PT NKE atau PT DGI merupakan korporasi pertama yang ditetapkan sebagai tersangka oleh KPK, tahun 2017 lalu. Perusahaan ini disangkakan melanggar Pasal 2 ayat 1 atau Pasal 3 Undang-Undang Nomor 31 Tahun 1999 sebagaimana diubah dalam Undang-Undang Nomor 20 Tahun 2001 tentang Pemberantasan Tindak Pidana Korupsi.

“Hari ini pertama tuntutan terhadap PT NKE. Ini hari bersejarah. Mudah-mudahan pengadilan Jakarta Pusat berpihak pada kebenaran dan sesuai dengan harapan KPK,” kata Wakil Ketua KPK Laode M. Syarif di Kantor KPK, Kamis petang.

Menurut Laode, terlepas dari PT NKE, penanganan pidana korupsi korporasi dapat diselesaikan dengan baik bergantung pada kreativitas penegak hukum, di samping ada norma hukum yang harus dipegang. “Harus ada pilihan-pilihan dalam aturan,” tuturnya.LEBIH LANJUT Laode mengatakan, masyarakat perlu mengetahui pidana korporasi adalah masalah yang lebih kompleks. KPK, lanjutnya, tidak pernah mau merusak korporasi, tapi hanya ingin korporasi dapat bersaing di dunia internasional.

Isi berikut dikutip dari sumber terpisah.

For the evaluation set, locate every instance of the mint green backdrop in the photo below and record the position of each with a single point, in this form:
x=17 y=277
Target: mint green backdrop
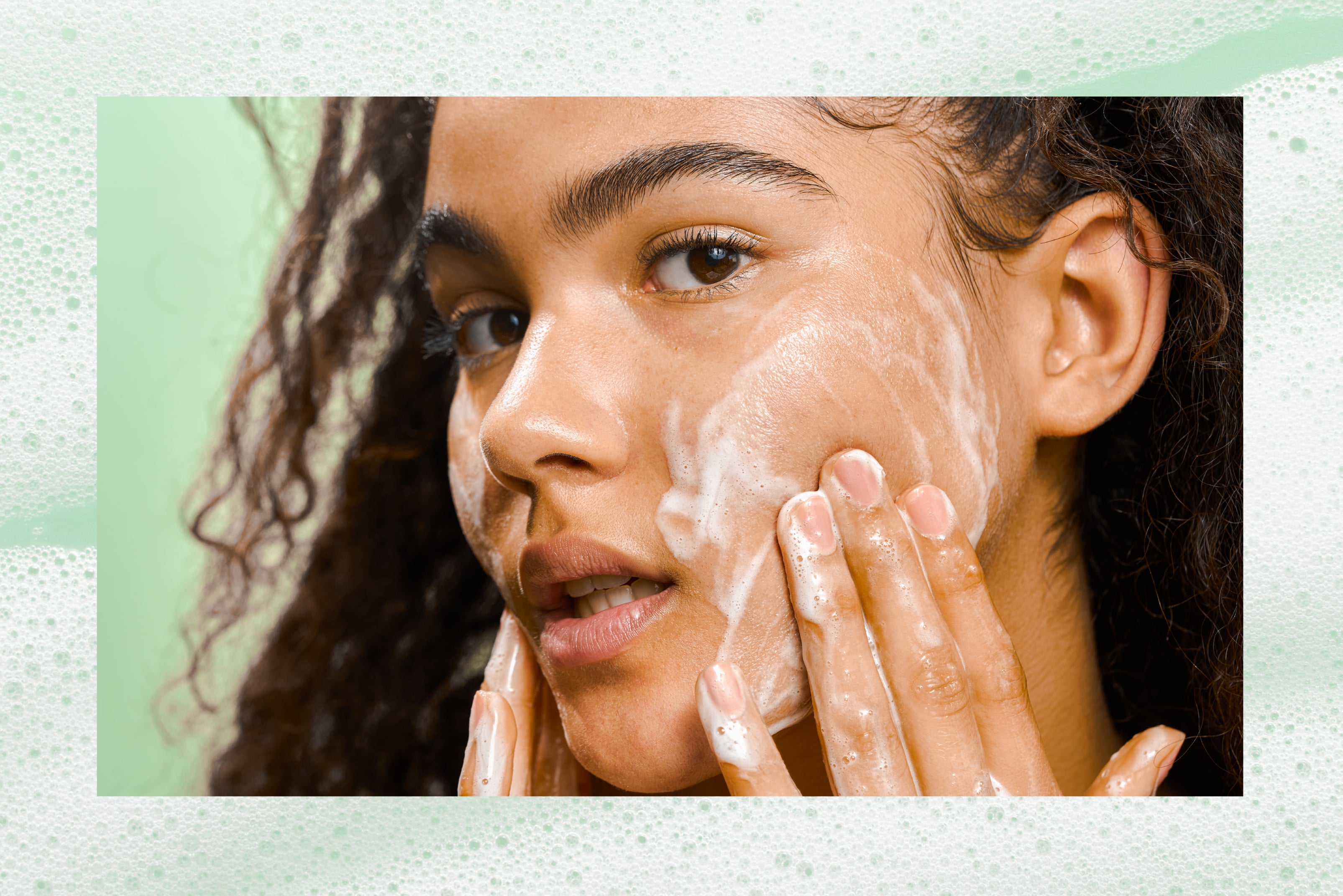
x=97 y=440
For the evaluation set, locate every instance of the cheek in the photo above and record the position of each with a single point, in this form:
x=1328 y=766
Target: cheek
x=484 y=507
x=885 y=366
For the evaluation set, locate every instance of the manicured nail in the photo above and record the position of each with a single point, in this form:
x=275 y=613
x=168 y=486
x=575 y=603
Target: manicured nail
x=492 y=754
x=860 y=475
x=812 y=515
x=721 y=683
x=1165 y=759
x=930 y=511
x=721 y=705
x=477 y=708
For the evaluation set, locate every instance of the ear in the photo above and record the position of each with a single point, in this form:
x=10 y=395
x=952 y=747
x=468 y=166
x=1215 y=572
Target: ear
x=1088 y=315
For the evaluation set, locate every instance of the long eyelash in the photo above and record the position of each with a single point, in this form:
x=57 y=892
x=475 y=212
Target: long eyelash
x=440 y=339
x=700 y=238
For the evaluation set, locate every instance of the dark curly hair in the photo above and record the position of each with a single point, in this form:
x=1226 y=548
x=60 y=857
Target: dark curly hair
x=330 y=495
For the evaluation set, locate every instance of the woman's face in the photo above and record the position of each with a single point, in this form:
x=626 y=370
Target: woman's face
x=670 y=314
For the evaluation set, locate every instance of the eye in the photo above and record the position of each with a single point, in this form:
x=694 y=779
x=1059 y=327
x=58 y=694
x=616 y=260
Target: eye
x=489 y=331
x=698 y=268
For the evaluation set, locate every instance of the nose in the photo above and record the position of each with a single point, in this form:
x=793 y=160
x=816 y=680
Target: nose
x=551 y=424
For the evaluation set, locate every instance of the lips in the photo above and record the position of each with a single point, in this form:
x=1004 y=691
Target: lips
x=566 y=638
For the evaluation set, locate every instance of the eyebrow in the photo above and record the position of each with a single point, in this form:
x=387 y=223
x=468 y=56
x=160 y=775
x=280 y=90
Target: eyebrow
x=590 y=201
x=443 y=226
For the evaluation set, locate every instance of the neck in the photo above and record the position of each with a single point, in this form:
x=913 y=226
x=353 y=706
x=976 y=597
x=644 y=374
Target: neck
x=1037 y=577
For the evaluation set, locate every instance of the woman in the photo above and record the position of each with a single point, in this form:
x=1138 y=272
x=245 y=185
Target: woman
x=847 y=447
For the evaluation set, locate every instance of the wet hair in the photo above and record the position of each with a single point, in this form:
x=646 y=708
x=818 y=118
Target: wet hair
x=328 y=500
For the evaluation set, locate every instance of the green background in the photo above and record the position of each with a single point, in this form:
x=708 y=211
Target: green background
x=59 y=653
x=189 y=214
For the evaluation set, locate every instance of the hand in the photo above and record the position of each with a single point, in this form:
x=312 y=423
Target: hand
x=517 y=745
x=904 y=572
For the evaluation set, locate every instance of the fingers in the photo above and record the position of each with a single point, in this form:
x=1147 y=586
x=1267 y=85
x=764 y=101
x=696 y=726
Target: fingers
x=918 y=651
x=512 y=672
x=1141 y=766
x=1013 y=749
x=747 y=756
x=864 y=756
x=555 y=771
x=740 y=739
x=488 y=770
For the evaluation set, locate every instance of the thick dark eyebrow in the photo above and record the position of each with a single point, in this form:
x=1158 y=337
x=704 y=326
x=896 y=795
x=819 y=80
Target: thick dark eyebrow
x=593 y=199
x=444 y=226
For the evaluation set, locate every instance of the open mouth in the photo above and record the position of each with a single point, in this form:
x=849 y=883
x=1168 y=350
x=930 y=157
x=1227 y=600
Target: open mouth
x=599 y=593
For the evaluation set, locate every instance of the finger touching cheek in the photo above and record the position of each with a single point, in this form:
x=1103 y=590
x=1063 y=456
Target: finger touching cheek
x=864 y=756
x=747 y=754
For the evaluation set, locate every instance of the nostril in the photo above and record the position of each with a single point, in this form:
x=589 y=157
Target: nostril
x=566 y=461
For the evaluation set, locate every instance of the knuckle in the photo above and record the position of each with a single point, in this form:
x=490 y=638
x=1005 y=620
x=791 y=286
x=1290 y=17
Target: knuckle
x=1004 y=683
x=939 y=683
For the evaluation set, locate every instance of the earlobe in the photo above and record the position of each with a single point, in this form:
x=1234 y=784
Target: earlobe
x=1107 y=311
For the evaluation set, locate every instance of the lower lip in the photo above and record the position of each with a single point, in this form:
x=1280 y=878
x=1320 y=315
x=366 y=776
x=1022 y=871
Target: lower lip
x=568 y=641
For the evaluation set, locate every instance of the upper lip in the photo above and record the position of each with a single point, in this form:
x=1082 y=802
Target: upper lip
x=546 y=566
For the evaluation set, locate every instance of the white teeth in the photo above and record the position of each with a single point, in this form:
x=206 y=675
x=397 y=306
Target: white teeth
x=578 y=587
x=589 y=600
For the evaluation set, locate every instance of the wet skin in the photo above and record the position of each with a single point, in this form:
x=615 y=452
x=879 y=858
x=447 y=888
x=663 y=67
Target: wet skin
x=619 y=416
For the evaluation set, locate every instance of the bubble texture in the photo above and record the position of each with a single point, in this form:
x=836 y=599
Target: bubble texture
x=57 y=837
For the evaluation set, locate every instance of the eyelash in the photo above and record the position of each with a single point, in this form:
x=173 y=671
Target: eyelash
x=440 y=336
x=700 y=238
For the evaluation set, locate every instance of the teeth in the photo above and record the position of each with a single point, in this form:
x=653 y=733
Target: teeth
x=590 y=597
x=578 y=587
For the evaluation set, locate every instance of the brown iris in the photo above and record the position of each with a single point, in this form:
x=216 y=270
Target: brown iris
x=508 y=327
x=712 y=264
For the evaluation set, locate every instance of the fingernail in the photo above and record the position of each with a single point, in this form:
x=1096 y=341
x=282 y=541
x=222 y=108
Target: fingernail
x=930 y=511
x=812 y=516
x=1165 y=759
x=860 y=475
x=491 y=754
x=724 y=691
x=477 y=708
x=721 y=706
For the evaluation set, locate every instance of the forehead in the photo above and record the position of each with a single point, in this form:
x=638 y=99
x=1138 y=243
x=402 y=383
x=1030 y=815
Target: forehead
x=501 y=148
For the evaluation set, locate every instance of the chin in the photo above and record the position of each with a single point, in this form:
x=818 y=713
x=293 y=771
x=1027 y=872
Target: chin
x=648 y=746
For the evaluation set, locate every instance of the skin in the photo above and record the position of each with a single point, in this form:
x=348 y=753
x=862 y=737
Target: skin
x=624 y=401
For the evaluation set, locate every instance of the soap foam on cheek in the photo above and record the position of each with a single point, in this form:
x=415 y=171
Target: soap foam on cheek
x=468 y=477
x=719 y=515
x=718 y=518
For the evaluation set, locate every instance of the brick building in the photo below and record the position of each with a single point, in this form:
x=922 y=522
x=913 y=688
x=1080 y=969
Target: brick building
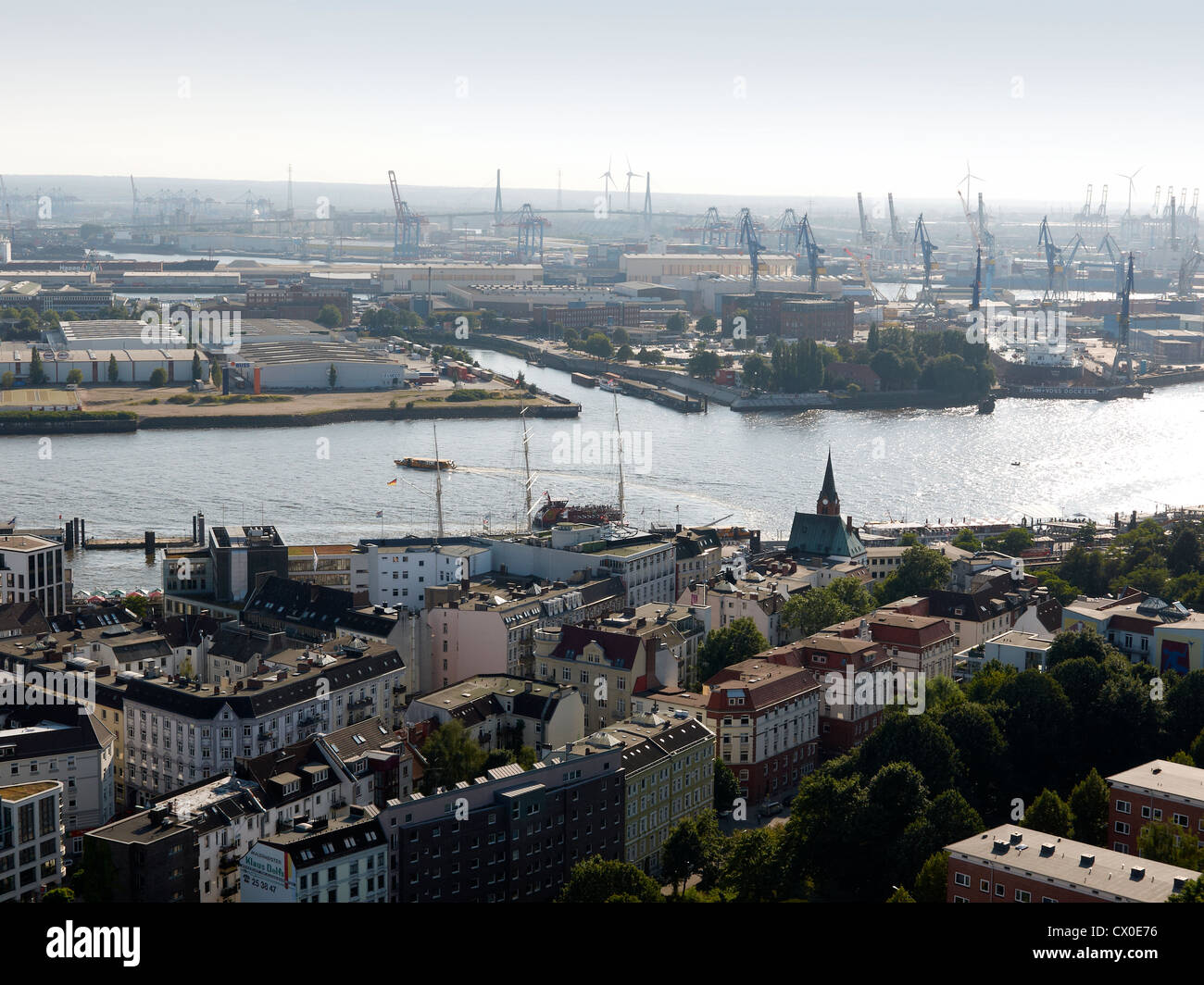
x=1155 y=792
x=1015 y=865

Itu sebabnya juga, penanganan tindak pidana korporasi diharapkan diselesaikan secepat mungkin, agar ada kepastian untuk para pemegang saham. “Kami berharap pidana korporasi bisa segera,”  ungkapnya.

Diharapkan, tambahnya, penanganan sebuah kasus korupsi korporasi ke depan dapat selesai dalam jangka waktu kurang dari satu tahun. Namun, KPK sekarang ini lembaga antikorupsi tersebut belum memiliki aturan tertulis mengenai jangka waktu penyelesaian pengusutan sebuah kasus korupsi korporasi.

“KPK belum memiliki aturan tertulis mengenai jangka waktu penyelesaian pengusutan sebuah kasus, dalam hal ini korupsi korporasi,” kata Laode.

Dijelaskan Laode lebih lanjut, dalam konteks pidana korporasi tidak ada yang namanya sistem too big to fail untuk korporasi. Kendati sekiranya yang terlibat adalah korporasi besar, tidak ada yang kebal terhadap hukum. “They are too big, but they can be fail. Di Indonesia, kita juga seperti itu sistemnya,” katanya.SEBELUMNYA, pada September 2018 lalu, PT NKE atau PT DGI telah mengembalikan uang Rp 70 miliar ke KPK. “PT DGI telah mengembalikan uang dalam bentuk uang titipan terkait perkara ke KPK sejumlah Rp 70 miliar,” ujar Juru Bicara KPK Febri Diansyah, 6 September 2018.

KPK, lanjutnya, berharap pengembalian uang ini dapat menjadi langkah positif untuk membantu memulihkan keuangan negara yang defisit akibat tindak pidana korupsi. “Pengembalian uang ini diharapkan nanti memperkuat fungsi recovery asset untuk uang pengganti yang menjadi salah satu perhatian KPK dalam penanganan kasus korupsi,” tutur Febri.

PT NKE atau PT DGI ditetapkan sebagai tersangka sebagai pengembangan penyidikan perkara yang sama, dengan tersangka Direktur Utama Dudung Purwadi dan Made Meregawa, pejabat pembuat komitmen. Melalui Dudung, PT NKE atau PT DGI diduga telah melakukan perbuatan melawan hukum dan menyalahgunakan wewenang untuk memperkaya diri sendiri atau orang lain, atau suatu korporasi terkait pembangunan Rumah Sakit Pendidikan Khusus Penyakit Infeksi dan Pariwisata Universitas Udayana. Dari nilai proyek Rp 138 miliar diduga terjadi kerugian negara Rp 25 miliar dalam pelaksanaan proyek itu.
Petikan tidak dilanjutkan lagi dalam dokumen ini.